This fall I begin Special Topics in GIS as I enter the last semester for my graduate certificate in GIS. This week's focus was on methods of calculating spatial data quality.
The first task was to calculate the horizontal and vertical data accuracy and precision based off of data acquired from a handheld GPS device. Accuracy is how close values are to an accepted reference value. While precision is how close values are to one another (for example, a cluster of GPS points from the same device measuring the same spot would all be precise).
We started with a collection of GPS points that were all recording the same location. Then, to find the average of the points I found the mean latitude and longitude values of all the collected GPS points and created a new average point of all of them in its own feature class.

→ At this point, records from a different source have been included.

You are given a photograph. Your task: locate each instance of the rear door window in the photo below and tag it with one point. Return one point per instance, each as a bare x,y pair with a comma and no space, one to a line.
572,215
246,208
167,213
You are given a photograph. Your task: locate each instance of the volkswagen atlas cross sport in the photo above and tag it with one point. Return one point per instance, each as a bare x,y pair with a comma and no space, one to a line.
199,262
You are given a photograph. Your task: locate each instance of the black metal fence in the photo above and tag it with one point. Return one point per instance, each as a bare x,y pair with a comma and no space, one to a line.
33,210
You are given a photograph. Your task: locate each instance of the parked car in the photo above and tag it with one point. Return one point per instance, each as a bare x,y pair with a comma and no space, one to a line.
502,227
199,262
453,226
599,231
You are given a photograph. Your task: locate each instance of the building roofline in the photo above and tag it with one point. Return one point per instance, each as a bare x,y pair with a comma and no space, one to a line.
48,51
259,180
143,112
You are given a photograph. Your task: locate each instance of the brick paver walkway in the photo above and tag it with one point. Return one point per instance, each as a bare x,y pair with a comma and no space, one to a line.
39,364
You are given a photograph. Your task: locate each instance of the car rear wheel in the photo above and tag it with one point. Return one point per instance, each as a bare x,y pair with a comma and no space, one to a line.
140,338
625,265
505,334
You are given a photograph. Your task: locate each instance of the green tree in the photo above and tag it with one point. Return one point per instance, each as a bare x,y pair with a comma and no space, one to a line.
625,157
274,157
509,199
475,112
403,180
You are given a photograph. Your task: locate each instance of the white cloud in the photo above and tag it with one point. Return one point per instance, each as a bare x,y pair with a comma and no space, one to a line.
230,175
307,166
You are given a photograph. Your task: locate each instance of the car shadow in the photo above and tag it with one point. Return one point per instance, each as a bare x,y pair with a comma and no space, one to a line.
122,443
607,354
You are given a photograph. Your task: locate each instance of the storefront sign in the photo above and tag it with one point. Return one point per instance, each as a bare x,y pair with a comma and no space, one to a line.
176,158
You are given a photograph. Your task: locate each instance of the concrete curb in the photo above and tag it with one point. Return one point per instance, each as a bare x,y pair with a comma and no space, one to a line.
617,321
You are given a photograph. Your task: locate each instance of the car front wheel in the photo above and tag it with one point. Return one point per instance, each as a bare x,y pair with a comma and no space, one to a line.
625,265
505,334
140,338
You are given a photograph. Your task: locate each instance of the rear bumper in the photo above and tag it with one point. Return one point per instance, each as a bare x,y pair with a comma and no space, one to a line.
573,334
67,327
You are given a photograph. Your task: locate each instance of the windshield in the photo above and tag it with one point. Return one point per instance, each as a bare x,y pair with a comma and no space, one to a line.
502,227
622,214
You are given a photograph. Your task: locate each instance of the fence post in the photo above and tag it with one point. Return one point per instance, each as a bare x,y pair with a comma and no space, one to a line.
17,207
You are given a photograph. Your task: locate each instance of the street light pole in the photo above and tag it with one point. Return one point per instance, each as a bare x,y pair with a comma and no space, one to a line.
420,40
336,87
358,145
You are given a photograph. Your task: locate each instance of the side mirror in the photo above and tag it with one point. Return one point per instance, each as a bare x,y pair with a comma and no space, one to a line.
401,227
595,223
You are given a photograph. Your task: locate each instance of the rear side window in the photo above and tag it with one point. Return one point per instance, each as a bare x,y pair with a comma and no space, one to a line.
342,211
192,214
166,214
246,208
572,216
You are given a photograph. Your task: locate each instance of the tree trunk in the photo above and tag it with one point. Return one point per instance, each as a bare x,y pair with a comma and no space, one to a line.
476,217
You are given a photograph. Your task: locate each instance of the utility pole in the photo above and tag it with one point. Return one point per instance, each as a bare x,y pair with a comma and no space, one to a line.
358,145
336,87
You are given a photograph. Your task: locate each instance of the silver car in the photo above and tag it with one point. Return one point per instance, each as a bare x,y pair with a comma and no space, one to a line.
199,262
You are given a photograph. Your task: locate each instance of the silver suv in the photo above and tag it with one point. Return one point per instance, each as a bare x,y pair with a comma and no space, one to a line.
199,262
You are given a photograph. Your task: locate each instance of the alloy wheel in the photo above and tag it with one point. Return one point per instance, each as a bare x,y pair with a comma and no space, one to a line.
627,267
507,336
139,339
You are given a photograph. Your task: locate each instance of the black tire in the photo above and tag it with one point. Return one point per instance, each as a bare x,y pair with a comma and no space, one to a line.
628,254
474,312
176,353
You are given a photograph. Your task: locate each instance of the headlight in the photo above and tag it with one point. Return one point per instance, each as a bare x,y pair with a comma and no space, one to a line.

Next, I made a multi-ring buffer around this average point. I calculated the distances for each buffer by finding what the values would be for where 50%, 68%, or 95% of the points are within the buffer. I found the index for each particular percentile by taking the waypoints feature class that was spatially joined with the average point to create a new distance field and then multiple the total number of waypoints by the desired percentile to find the corresponding index value. This index value is the distance at which that percentile of points would be inside of the buffer. This method of creating a multi-ring buffer is to show how precise the data collection process was.
68% of the points in this data collection fell within 4.4 meters of the location of the averaged waypoint.
Another important feature of data quality is to measure the accuracy of the data. We did this using data from an absolute reference point that was established outside of the data collection process. The majority of this work was done in Microsoft Excel using .dbf files. I used waypoint data and compared it against benchmark data to calculate the values that were used in the cumulative distribution function graph.
Consulting this graph shows the likelihood that a given value will be within that distance from the reference point. This particular GPS device only has about a 10% chance of being within a meter of the reference point for any particular reading.
The CDF shows how likely it is for a point measured using the GPS to be a certain distance from a reference point. Knowing the accuracy of a GPS device is important since some project may suffer from poor data accuracy.